CC65 compiles on Linux with just a simple make command. bin/ca65 is the assembler. As expected, it can't compile the 3D demo.
The samples directory has some sample programs which compile with make. 'make disk' creates a .d64 image with all the programs, but requires vice & its c1541 tool to be installed. The cbm directory has more samples which must be compiled with separate make commands. They all compile to machine language. The most impressive one might be the plasma demo. We didn't have fullscreen animations like that in 1985.
It has its own graphics library tgi.h which draws 2D polygons in the 320x200 monochrome mode. The commodore 64 routines are in libsrc/c64/tgi/c64-hi.s. The platform independent bits are in libsrc/tgi. It's all assembly & contains examples of the assembler syntax for a library. There are no examples of a standalone program in assembly language.
As was conventional in the old days, there are no register names. They write the numbers for all the addresses.
It sort of makes sense to do it in C & use the TGI library. Some benchmarks should be done to compare cc65 with paw coded math routines. The SETPIXEL routine seems to be a lot slower than the 3D one. It may be the current fascination with assembly language is just the preference of gootubers to watch vijeos about assembly language.
Helas, this style of development is not much of a trip to the past. The commodore is now just another embedded system. Moreover, it can never be more than an emulation of hardware lions can't afford.

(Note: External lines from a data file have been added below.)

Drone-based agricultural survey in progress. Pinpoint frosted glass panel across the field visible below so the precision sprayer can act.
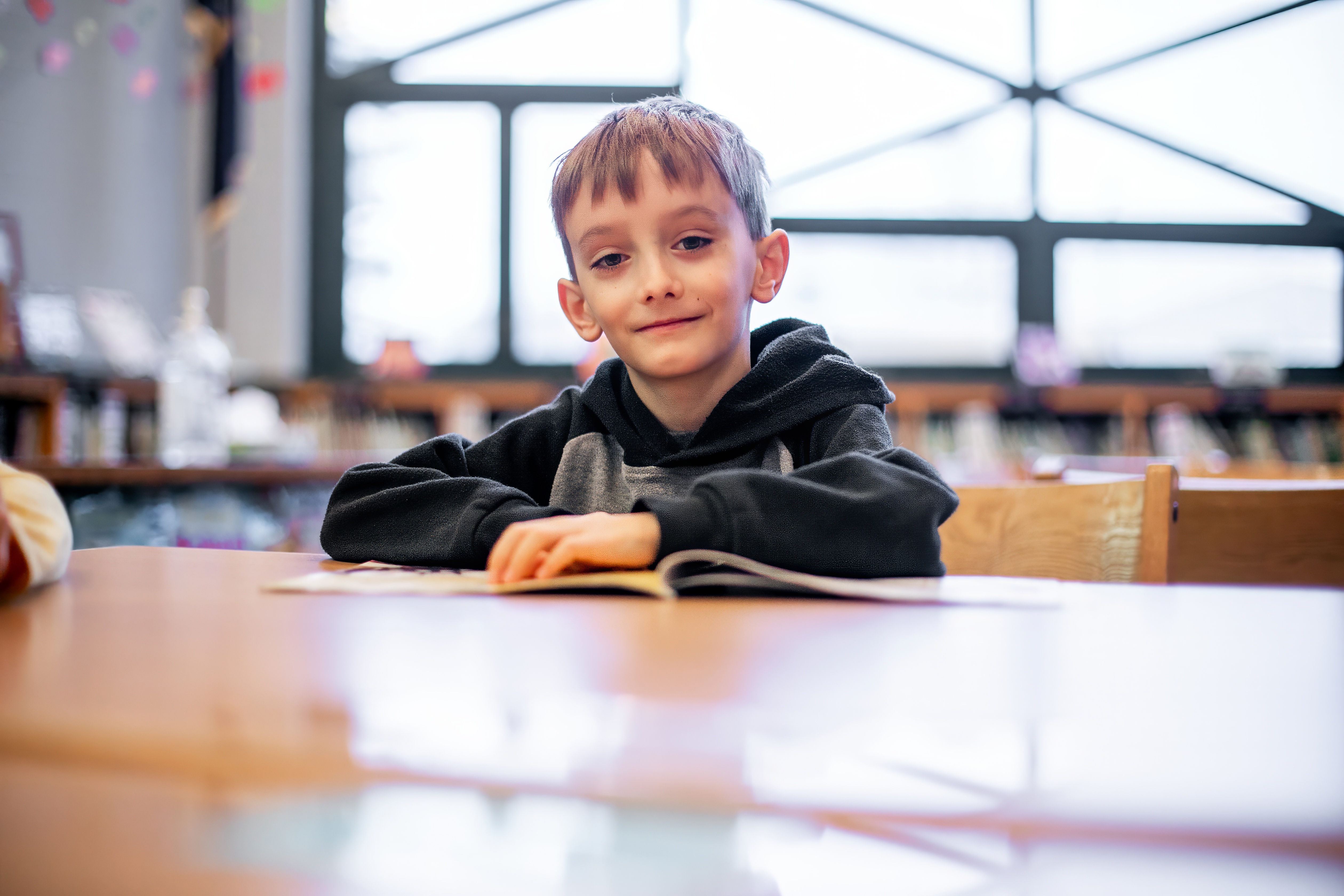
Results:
[824,0,1031,86]
[770,99,1031,220]
[509,102,613,364]
[1055,239,1344,367]
[393,0,680,86]
[341,102,500,364]
[327,0,538,74]
[1036,99,1310,224]
[751,234,1017,367]
[1065,3,1344,211]
[1036,0,1286,86]
[683,0,1008,188]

The big question is how much optimization can be done before it's not really 3D graphics anymore. There are 854 vertices in the glxgears model. If the animation was baked into 8 bit XY coordinates to be fed directly to the line drawer, it would fit 38 frames in all 64k of RAM. It possibly could be animated with only 15 frames or 25620 bytes. Hiding the hidden lines could save a lot of memory. The mane loss is the interactive rotation.
The arduino port was manely to show how graphics could be sent over the serial port. The C64 port is manely to show how fast a C64 could draw a 3D graphics demo from 25 years ago. It's not really doing the purpose if it's baking it all in 2D.
It's never going to be a real 3D plotter anyway, but the mane differentiator from a 2D plotter is the need for interactive rotation. So the optimization is as much as still allows interactive rotation.